I tagli alle forniture gas all’Europa decisi dalla Russia hanno spinto un gruppo di paesi europei a tornare a bruciare carbone, un passo che solleva preoccupazioni dato che l’Unione europea si era data come obiettivo fantasmagoricodella neutralità climatica al 2050.
A livello globale, il carbone è la principale fonte di energia per la produzione di elettricità, ma è anche il responsabile primario dei gas serra. Il suo utilizzo è in declino nell’Unione europea, dove all’inizio del 2022, secondo i dati del Global Energy Monitor, un’organizzazione non governativa con sede negli Stati Uniti, erano in funzione 202 centrali a carbonecon una capacità di produzione di 111 giga Watt.
In Germania è localizzato il maggior numero di impianti (63), seguita dalle confinanti Polonia (44) e Repubblica Ceca(24). Il suo uso è in calo a livello Ue, con il carbone che ha contribuito al 13% della produzione di elettricità nel 2020, rispetto al 25% nel 2013, anche grazie all’aumento del costo dei permessi di emissione di CO2.
«Dal 2015, tutti i paesi europei si sono progressivamente impegnati ad abbandonare il carbone, compresa la Polonia, che era molto contraria» ha detto Nicolas Berghmans, dell’Institute for Sustainable Development and International Relations di Parigi. Non sono in cantiere nuovi progetti di sfruttamento del carbone in Europa, a differenza di altre regioni come l’Asia. Alcuni paesi, come il Portogallo, hanno completamente eliminato l’uso di questo combustibile fossile. Il maggiore problema è forse connesso con la qualità del carbone, con la Polonia e parte della Germania che utilizza quello peggiore, la lignite, che aumenta di molto le emissioni rispetto ad altre tipologie di carbone.

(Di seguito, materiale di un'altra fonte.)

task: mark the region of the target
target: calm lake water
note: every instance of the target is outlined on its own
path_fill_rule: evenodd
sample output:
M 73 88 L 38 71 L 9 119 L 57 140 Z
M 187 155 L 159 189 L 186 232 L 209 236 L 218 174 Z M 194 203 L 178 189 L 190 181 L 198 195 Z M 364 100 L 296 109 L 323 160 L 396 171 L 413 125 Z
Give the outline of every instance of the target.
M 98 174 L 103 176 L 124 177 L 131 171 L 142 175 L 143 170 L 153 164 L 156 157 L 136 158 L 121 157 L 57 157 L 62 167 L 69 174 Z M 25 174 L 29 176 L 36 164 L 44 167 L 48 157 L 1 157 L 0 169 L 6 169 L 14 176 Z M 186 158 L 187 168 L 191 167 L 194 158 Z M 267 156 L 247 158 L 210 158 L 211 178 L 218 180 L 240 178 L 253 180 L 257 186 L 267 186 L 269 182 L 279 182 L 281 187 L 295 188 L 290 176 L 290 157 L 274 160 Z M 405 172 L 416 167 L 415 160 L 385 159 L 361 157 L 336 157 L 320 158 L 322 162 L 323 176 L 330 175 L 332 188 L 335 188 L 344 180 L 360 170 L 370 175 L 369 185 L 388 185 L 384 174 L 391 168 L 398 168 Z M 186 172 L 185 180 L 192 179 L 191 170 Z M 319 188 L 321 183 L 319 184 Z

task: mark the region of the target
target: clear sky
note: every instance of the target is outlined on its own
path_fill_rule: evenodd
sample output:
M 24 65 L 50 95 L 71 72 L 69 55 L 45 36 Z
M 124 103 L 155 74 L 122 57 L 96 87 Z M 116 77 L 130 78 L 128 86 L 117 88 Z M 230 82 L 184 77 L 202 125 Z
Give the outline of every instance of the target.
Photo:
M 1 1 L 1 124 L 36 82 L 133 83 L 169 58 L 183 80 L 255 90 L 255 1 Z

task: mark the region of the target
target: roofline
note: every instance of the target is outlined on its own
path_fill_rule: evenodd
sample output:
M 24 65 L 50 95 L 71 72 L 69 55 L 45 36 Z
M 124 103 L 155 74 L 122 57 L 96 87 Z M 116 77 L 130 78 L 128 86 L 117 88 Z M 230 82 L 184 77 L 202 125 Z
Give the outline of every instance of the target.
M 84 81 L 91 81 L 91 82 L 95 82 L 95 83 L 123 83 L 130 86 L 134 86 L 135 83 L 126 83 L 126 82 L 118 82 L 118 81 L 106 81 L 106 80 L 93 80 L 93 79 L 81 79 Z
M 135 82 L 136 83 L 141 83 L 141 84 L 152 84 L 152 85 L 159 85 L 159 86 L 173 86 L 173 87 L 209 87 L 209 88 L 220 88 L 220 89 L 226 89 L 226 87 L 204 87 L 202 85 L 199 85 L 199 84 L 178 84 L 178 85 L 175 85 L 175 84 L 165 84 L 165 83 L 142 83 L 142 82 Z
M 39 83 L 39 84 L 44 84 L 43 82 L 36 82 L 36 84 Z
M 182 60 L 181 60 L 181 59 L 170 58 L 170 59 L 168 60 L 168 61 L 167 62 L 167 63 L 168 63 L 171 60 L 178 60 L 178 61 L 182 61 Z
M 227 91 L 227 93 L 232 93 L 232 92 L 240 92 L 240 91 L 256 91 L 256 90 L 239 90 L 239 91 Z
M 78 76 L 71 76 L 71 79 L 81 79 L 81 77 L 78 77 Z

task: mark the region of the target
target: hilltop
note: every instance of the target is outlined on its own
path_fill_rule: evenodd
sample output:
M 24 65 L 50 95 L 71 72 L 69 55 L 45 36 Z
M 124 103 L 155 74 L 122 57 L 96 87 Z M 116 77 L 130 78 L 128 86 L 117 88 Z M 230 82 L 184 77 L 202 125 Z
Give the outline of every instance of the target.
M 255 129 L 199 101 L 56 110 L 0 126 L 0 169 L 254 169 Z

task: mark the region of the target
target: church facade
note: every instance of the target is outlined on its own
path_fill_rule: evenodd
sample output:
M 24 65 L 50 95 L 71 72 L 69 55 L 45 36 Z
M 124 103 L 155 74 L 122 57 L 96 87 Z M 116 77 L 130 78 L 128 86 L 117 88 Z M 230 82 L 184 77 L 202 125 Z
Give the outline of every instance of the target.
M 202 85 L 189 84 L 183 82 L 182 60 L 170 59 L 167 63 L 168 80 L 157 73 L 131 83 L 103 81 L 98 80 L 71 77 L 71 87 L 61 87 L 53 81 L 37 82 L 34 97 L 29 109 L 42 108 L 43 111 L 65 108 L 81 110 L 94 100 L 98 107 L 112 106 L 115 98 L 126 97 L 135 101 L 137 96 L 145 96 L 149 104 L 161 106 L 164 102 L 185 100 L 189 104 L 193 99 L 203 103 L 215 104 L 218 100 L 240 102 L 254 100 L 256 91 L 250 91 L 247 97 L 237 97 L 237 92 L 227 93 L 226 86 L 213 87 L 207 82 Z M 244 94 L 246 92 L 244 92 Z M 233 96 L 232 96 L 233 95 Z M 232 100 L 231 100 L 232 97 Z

In Germania le centrali elettriche a carbone funzioneranno più a lungo del previsto. Berlino ha insistito sul fatto che questo passo non muta i piani per la decarbonizzazione entro il 2030. Austria, Italia e Paesi Bassi hanno fatto annunci simili. La Germania ha già intensificato l’uso del carbone: nei primi cinque mesi 2022, secondo Rystad Energy, l’elettricità prodotta da questa fonte fossile è aumentata del 20%.
L’Ue ha deciso di vietare il carbone russo dal mese di agosto, quindi dovrà importare forniture di carbon fossile da altri paesi. L’Europa è quasi autosufficiente solo per quanto riguarda la lignite, molto più inquinante. L’associazione tedesca degli importatori di carbon fossile ha stimato a marzo che le importazioni russe potrebbero essere rapidamente sostituite da importazioni da paesi fornitori più lontani, come Stati Uniti, Colombia, Sud Africa, Australia, Mozambico e Indonesia, con conseguenti aggravi per i costi di trasporto – finiti alle stelle – con rincari per gli utilizzatori finali.
La Ue ha suggerito di sfruttare l’attuale crisi per spingere la transizione verso l’energia pulita piuttosto che tornare ai combustibili più inquinanti. Berghmans ha osservato che l’utilizzo di centrali a carbone causerebbe un aumento temporaneo delle emissioni di carbonio, «con il vantaggio di ricorrere a questi impianti, che avrebbero dovuto chiudere, è che non ci sono investimenti in nuove capacità».
L’Europa si trova quindi in una situazione completamente diversa rispetto all’Asia, realtà che è un forte emettitore di sostanze climalteranti, dove esistono ancora progetti per nuove centrali elettriche a carbone. Queste strutture rimarranno probabilmente in funzione per decenni. L’Agenzia internazionale per l’energia ha segnalato un preoccupante aumento degli investimenti in progetti collegati al carbone, un aumento del 10% nel 2021 in Asia. Un aumento simile è previsto nel 2022.
I membri Ue stanno discutendo il piano “RePowerEU”, che accelererebbe la spinta verso le fonti di energia rinnovabile e ridurrebbe la domanda complessiva. Berghmans ha espresso fiducia nel fatto che le energie rinnovabili e la riduzione della domanda consentirebbero all’Europa di «voltare pagina» e raggiungere i suoi obiettivi di protezione dell’ambiente.